From an orchestration and deployment perspective, the model's hybrid infrastructure approach—including Streaming Rollout System (SRS) and FP8 optimization support—portends significant improvements in training throughput and hardware utilization, which is valuable for engineers tasked with scaling large language models in cloud and on-premises systems.
In addition, the Enlightenment-v5.0 adopts a mechanism for dynamic adjustment of reward feedback based on the runtime during training, which directly addresses the challenges of managing heterogeneous data pipelines and maintaining consistency across domains.
For teams tasked with ensuring the reliability, repeatability, and continuous integration of new tools, the system-level design of Invision-v5.0 serves as a blueprint for building a robust multimodal orchestration system.
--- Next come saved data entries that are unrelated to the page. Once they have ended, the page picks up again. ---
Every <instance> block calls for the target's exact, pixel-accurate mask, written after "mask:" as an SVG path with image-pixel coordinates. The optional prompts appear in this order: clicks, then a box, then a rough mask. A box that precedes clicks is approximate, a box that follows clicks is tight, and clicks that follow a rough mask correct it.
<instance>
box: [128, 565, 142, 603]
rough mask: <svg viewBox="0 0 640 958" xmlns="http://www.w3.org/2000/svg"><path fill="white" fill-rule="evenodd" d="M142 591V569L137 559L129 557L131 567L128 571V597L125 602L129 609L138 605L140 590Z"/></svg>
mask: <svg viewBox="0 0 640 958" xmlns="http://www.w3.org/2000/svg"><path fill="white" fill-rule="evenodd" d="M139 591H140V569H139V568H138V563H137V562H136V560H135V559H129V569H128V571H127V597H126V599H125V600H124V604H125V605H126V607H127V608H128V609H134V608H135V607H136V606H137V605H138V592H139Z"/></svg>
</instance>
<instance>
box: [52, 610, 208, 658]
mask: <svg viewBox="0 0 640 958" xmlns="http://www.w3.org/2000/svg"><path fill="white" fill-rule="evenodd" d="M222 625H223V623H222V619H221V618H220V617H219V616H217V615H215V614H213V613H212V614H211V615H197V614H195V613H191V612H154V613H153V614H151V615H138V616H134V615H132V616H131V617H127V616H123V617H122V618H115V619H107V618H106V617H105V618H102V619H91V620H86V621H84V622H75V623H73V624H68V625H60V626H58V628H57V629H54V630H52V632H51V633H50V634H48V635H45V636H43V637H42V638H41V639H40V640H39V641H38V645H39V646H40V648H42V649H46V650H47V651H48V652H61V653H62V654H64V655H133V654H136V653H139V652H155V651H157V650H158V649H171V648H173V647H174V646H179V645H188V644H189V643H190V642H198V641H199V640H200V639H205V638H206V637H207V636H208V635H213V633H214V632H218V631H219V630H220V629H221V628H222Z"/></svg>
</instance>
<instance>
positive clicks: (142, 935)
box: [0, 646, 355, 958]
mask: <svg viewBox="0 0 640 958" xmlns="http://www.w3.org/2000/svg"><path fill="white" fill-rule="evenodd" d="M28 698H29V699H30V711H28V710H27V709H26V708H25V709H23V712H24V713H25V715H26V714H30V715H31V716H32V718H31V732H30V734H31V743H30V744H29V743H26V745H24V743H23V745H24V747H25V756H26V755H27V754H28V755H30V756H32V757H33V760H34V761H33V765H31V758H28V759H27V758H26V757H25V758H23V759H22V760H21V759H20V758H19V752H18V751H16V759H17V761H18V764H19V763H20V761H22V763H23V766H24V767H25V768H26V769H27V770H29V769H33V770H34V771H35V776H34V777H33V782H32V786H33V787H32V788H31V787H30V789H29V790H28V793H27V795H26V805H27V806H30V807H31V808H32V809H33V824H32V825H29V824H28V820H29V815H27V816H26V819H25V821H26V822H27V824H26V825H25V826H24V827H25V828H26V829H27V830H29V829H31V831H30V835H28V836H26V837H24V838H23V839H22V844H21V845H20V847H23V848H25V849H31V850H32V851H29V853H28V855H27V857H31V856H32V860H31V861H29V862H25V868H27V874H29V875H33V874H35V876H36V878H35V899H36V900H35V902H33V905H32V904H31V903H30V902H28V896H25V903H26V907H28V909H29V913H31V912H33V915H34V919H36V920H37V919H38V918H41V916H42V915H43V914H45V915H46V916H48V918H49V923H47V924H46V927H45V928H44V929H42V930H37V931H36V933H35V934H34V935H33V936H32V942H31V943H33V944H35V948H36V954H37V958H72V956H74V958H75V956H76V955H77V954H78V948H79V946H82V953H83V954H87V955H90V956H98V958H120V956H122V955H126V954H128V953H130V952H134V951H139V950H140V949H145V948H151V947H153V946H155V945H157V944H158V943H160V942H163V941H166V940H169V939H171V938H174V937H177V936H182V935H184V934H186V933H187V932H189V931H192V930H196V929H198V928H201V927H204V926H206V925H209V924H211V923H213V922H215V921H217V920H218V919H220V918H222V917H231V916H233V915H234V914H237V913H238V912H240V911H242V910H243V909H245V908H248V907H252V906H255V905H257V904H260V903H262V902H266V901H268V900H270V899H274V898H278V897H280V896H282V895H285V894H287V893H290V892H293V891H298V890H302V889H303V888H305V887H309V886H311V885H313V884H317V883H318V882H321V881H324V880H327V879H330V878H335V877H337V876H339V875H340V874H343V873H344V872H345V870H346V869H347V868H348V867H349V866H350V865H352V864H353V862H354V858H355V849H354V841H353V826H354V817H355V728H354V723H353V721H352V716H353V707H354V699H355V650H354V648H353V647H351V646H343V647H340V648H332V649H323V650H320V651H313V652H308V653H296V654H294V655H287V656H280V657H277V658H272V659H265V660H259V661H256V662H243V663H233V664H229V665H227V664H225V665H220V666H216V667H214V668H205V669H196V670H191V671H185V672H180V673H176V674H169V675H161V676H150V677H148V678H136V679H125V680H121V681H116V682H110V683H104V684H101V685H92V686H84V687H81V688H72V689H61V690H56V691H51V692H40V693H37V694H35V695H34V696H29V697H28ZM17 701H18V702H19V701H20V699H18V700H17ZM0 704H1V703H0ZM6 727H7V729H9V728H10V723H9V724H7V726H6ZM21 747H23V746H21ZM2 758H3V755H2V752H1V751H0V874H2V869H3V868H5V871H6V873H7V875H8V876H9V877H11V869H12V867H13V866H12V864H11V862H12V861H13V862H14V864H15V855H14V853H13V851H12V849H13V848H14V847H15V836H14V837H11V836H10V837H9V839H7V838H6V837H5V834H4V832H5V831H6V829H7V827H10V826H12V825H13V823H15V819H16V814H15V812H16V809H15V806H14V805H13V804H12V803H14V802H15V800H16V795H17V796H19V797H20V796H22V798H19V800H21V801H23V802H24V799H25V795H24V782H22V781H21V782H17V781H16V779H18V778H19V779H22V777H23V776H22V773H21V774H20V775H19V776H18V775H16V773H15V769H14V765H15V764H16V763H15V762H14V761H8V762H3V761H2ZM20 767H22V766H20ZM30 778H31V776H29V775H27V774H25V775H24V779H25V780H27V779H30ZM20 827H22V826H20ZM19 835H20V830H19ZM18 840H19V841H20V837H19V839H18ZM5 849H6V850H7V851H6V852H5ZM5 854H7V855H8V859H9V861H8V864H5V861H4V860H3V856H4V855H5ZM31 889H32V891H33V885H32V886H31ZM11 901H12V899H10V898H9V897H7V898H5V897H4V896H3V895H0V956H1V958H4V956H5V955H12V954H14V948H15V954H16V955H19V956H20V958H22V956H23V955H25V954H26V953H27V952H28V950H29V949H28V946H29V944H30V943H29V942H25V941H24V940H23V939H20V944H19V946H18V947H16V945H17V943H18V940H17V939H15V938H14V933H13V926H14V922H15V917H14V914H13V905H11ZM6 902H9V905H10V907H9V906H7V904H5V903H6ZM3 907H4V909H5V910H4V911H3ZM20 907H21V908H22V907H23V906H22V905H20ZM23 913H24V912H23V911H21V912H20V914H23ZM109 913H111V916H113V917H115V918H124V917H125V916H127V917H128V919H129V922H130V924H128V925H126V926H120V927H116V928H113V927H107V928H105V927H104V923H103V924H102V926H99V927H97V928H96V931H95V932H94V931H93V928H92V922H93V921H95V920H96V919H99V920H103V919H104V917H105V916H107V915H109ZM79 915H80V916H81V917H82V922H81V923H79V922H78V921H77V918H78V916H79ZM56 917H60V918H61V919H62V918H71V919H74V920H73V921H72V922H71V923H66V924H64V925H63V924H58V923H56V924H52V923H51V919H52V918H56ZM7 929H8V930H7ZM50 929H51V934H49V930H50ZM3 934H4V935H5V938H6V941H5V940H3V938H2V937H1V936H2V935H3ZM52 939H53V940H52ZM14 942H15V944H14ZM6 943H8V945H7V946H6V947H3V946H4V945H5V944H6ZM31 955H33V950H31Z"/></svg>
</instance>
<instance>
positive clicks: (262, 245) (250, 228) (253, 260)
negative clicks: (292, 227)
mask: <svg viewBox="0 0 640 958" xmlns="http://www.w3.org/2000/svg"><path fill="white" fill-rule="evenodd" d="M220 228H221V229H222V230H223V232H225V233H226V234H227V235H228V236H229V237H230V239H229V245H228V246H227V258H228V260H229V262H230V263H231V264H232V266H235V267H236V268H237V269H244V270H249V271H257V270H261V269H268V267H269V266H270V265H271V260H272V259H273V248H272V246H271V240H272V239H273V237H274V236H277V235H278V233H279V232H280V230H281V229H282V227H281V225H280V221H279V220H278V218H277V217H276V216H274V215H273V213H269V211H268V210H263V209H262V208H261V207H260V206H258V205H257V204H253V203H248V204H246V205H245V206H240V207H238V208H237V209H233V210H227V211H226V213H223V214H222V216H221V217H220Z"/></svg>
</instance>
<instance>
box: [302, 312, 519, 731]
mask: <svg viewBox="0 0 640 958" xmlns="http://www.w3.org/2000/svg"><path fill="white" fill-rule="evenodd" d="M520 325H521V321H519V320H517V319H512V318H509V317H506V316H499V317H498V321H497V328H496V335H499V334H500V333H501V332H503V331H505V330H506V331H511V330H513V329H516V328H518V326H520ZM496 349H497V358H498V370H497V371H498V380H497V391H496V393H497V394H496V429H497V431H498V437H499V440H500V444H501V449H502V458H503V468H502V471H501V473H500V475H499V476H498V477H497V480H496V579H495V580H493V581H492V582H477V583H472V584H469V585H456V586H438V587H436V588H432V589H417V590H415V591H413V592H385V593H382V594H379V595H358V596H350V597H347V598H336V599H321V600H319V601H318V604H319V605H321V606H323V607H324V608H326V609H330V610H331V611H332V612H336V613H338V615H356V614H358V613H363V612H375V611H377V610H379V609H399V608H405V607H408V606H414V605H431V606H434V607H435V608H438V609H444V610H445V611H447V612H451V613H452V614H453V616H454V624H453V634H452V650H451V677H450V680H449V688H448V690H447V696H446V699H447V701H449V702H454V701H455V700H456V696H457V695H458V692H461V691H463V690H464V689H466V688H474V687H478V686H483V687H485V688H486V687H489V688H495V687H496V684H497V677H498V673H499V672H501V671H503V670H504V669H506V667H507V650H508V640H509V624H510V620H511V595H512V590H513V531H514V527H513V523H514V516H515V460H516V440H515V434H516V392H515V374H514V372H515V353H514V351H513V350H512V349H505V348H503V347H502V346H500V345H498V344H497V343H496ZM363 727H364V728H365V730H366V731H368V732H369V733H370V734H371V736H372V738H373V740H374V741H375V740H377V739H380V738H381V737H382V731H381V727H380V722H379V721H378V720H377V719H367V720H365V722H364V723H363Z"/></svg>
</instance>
For data engineering professionals, this structured approach to training data—including rigorous filtering, data augmentation, and expert validation—further reinforces the importance of data quality as a model performance multiplier and may inspire a more intentional dataset development and validation process.
Future Outlook Qisi-v5.0 is the result of an internal collaboration within ByteDance's Seed LLM Systems team, led by Yonghui Wu and publicly demonstrated by long-time AI contributor Haibin Lin.
The project also draws on previous efforts, such as Doubao 5.0 Pro, and incorporates RLHF as well as sharing technologies in data curation.
The team plans to continue to improve reinforcement learning techniques, with a focus on training efficiency and reward modeling for unverifiable tasks. They also plan to make public internal benchmarks such as BeyondAIME, which aims to drive broader development of inference-focused AI research.